Trainer Jean-Claude Rouget proved himself to be a modern master for the Chantilly Classics once again when Sottsass flew home under ‘super sub’ Cristian Demuro to defeat hot favourite Persian King in record breaking time when landing the 2100m Prix du Jockey Club. Rouget himself actually missed the race after being taken ill earlier on a swelteringly hot day, but was well enough to celebrate the victory from hospital. The trainer was actually celebrating his fourth Prix du Jockey Club winner and a third in just four years.

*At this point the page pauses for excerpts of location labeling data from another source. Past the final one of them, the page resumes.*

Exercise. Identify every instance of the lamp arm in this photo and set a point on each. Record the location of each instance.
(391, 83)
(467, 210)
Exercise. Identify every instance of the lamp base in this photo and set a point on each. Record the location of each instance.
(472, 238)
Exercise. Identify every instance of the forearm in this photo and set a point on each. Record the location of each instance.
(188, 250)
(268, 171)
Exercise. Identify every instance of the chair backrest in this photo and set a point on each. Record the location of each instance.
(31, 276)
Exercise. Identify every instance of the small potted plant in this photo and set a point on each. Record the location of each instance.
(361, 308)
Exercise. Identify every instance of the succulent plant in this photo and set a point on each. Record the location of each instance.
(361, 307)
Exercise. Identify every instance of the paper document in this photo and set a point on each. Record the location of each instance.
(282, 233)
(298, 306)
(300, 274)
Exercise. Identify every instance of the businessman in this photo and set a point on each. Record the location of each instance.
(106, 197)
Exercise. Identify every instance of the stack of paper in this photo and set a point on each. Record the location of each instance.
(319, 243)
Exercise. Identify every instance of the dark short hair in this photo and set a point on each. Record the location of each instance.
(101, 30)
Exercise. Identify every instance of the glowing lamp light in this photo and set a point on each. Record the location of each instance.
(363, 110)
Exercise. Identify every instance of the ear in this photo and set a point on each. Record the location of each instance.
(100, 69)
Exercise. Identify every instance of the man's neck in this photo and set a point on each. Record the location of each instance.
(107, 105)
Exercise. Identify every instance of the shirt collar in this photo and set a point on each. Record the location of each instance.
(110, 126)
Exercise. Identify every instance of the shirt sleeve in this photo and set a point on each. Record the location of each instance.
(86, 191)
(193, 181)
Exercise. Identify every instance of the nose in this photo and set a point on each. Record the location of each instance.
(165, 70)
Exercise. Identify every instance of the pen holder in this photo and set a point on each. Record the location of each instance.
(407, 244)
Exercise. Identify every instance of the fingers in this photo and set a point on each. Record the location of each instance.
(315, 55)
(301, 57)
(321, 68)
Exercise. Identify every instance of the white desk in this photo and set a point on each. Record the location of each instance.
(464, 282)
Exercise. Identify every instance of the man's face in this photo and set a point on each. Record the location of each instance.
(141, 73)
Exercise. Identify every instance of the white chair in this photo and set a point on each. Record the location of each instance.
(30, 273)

There were at least two ecstatic men on hand to lift the mood, namely winning owner Peter Brandt and Demuro, who only came in for the ride during the week when Christophe Soumillon was claimed for Zarkallani, and who was adding to his previous success in the race two years ago aboard the Rouget-trained Brametot. “It’s very emotional to have won one Jockey Club so a second, which to tell the truth wasn’t expected, is wonderful,” said Demuro. “I was down to ride another horse but then HH the Aga Khan decided to run his horse and Jean-Claude Rouget once again showed faith in me. Really it’s a dream.” Described by Rouget’s long serving assistant Jean-Bernard Roth as ‘a divine jockey’, Demuro was able to save valuable ground on the rail before finding a deluxe tow into the race on straightening up. “Without really trying I found myself directly behind Persian King and he took me into the race with his acceleration,” said Demuro. “I knew he was the horse to beat and once I was past him it was easy.” Asked about his blossoming association with Rouget, Demuro said: “More and more it feels like family to me and I think that’s my fifth Group One for Jean-Claude. I feel very lucky to get the call on a horse like him.” For Brandt, it was a case of keeping it in the family, since Sottsass, whose previous win came on very soft ground but which crucially gave him experience of Chantilly’s Piste du Jockey Club, was purchased at Arqana in the wake of his half-sister, Breeders’ Cup heroine Sistercharlie, flying the flag for the owner’s White Birch Farm. “His sister was in the Prix de Diane and found a lot of trouble when she was beaten,” said Brandt. “She hasn’t been beaten many times since. I was glad to be here and this is just a great, great moment. It’s one of the greatest days I’ve had and that includes the Breeders’ Cup.”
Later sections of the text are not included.